= List of largest insurance companies =

Company ranking

These are lists of the insurance companies in the world, as measured by total non-banking assets and by net premiums written.

== By assets ==
The list is based on the 2025 report of the 25 largest insurance companies in the world by 2024 assets from AM Best.

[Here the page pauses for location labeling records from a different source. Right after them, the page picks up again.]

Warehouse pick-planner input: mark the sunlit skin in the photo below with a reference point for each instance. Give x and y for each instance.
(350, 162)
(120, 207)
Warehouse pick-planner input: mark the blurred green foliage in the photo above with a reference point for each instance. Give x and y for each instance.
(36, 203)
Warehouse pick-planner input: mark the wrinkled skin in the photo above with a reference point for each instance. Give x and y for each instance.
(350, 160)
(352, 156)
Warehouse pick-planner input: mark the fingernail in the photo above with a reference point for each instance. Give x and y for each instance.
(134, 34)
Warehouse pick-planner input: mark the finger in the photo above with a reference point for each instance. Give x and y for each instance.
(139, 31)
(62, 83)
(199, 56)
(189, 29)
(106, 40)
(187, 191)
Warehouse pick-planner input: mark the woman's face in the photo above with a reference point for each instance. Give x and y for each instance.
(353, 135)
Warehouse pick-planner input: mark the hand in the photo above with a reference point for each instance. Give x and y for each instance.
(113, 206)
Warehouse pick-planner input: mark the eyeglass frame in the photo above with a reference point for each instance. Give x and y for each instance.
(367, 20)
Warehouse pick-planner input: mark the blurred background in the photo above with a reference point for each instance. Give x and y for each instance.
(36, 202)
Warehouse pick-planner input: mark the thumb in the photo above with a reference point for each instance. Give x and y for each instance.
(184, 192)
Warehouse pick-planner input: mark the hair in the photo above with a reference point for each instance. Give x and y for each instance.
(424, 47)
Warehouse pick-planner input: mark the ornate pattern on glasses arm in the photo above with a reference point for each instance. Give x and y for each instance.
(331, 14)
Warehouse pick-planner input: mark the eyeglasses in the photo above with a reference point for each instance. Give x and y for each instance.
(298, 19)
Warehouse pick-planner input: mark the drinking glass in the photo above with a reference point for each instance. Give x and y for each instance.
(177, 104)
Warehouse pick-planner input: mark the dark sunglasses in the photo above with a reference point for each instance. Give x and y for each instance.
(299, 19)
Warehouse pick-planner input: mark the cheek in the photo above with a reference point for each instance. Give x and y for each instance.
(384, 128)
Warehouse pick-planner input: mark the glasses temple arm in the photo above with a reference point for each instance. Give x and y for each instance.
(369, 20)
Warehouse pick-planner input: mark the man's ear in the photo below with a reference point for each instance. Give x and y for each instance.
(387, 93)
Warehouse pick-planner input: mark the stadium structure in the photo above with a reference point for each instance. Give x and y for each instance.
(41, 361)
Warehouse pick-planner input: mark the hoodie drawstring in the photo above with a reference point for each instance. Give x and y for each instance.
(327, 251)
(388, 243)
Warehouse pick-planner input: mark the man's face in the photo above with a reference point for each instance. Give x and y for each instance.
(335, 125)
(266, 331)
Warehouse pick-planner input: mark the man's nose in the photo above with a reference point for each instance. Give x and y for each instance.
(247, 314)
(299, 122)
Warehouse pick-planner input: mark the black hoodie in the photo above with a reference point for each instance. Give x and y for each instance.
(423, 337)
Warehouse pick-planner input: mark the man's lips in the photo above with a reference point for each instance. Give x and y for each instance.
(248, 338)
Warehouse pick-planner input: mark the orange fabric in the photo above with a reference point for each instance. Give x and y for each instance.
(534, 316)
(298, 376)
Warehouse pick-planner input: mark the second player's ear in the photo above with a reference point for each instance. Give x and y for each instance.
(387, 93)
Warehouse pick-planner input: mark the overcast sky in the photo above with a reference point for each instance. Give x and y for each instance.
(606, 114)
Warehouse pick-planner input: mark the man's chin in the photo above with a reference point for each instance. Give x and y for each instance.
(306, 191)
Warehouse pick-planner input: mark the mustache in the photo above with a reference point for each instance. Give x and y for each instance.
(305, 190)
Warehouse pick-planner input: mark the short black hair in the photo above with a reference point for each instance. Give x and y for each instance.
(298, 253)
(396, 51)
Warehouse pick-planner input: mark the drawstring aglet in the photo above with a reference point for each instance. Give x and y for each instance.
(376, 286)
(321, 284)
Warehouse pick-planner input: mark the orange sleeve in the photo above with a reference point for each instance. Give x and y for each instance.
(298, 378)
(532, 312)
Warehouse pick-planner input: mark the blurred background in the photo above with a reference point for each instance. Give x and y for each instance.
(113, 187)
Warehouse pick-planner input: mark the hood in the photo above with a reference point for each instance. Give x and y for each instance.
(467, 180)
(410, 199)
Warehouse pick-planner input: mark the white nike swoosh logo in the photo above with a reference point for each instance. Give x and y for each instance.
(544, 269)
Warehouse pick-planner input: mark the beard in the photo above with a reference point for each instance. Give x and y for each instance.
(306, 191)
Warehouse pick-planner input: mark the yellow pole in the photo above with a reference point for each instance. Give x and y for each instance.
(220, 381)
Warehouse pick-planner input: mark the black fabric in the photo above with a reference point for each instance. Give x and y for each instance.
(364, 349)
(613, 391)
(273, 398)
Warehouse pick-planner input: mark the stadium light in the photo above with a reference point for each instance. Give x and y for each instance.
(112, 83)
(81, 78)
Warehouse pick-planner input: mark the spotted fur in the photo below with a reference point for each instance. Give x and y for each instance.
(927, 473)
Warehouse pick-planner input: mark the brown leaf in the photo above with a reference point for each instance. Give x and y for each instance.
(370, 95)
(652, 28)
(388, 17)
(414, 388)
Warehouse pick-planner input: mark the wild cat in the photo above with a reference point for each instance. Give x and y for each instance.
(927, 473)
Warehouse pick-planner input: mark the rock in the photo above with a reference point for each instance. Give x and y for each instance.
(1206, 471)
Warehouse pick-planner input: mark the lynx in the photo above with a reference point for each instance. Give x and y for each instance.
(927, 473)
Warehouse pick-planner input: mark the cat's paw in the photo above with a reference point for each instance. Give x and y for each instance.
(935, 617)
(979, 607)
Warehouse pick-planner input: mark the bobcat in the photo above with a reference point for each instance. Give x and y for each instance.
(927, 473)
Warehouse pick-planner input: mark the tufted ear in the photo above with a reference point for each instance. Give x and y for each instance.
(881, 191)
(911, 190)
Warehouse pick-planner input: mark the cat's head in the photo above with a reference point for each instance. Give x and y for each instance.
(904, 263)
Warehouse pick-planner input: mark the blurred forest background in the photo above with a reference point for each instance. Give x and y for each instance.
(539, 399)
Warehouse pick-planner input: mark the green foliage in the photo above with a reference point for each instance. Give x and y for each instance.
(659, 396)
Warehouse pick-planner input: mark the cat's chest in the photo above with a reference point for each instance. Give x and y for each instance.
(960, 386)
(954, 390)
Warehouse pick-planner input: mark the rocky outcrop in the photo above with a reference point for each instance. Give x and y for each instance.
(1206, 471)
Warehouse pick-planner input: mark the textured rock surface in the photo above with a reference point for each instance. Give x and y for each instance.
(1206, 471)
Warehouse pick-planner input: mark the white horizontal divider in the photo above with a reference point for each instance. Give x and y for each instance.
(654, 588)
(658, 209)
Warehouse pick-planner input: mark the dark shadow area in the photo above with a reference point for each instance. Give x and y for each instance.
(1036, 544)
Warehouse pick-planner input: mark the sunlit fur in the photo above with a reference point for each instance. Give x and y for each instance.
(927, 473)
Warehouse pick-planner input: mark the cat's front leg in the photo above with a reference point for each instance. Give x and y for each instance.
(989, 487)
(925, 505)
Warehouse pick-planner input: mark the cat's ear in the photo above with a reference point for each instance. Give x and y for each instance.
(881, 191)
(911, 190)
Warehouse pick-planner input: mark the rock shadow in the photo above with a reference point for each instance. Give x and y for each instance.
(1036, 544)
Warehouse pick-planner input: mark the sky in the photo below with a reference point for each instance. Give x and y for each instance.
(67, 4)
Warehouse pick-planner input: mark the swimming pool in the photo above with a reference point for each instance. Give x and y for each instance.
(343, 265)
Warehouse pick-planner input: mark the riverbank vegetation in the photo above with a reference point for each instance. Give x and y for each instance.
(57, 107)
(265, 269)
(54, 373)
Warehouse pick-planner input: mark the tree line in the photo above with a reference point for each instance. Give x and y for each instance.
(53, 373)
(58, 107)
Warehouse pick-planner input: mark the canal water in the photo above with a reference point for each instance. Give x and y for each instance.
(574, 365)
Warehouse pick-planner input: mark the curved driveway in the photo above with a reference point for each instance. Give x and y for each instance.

| Rank | Company | Country | Total assets (US$ Billion) |
|---|---|---|---|
| 1 | Allianz | Germany | 1,085.2 |
| 2 | Berkshire Hathaway | United States | 1,069.9 |
| 3 | China Life Insurance | China | 957.8 |
| 4 | Ping An Insurance | China | 848.1 |
| 5 | Prudential Financial | United States | 721.1 |
| 6 | Axa | France | 711.3 |
| 7 | MetLife | United States | 687.5 |
| 8 | Legal & General | United Kingdom | 664.7 |
| 9 | Manulife Financial | Canada | 660.9 |
| 10 | Nippon Life | Japan | 645.1 |
| 11 | Assicurazioni Generali | Italy | 663.9 |
| 12 | American International Group | United States | 596.1 |
| 13 | Life Insurance Corporation | India | 560.3 |
| 14 | Japan Post Insurance | Japan | 551.0 |
| 15 | CNP Assurances | France | 547.0 |
| 16 | Dai-ichi Life | Japan | 540.4 |
| 17 | Aegon N.V. | Netherlands | 531.0 |
| 18 | Credit Agricole Assurances | France | 502.7 |
| 19 | Great-West Lifeco | Canada | 493.4 |
| 20 | Aviva | United Kingdom | 483.6 |
| 21 | JA Kyosai | Japan | 481.7 |
| 22 | Zurich Insurance Group | Switzerland | 435.8 |
| 23 | New York Life Insurance Company | United States | 428.6 |
| 24 | Meiji Yasuda Life | Japan | 395.4 |
| 25 | Lincoln Natl Corp | United States | 387.3 |

== By net premiums written ==
The list is based on the 2023 report of the 25 largest insurance companies in the world by 2021 net premiums written from AM Best.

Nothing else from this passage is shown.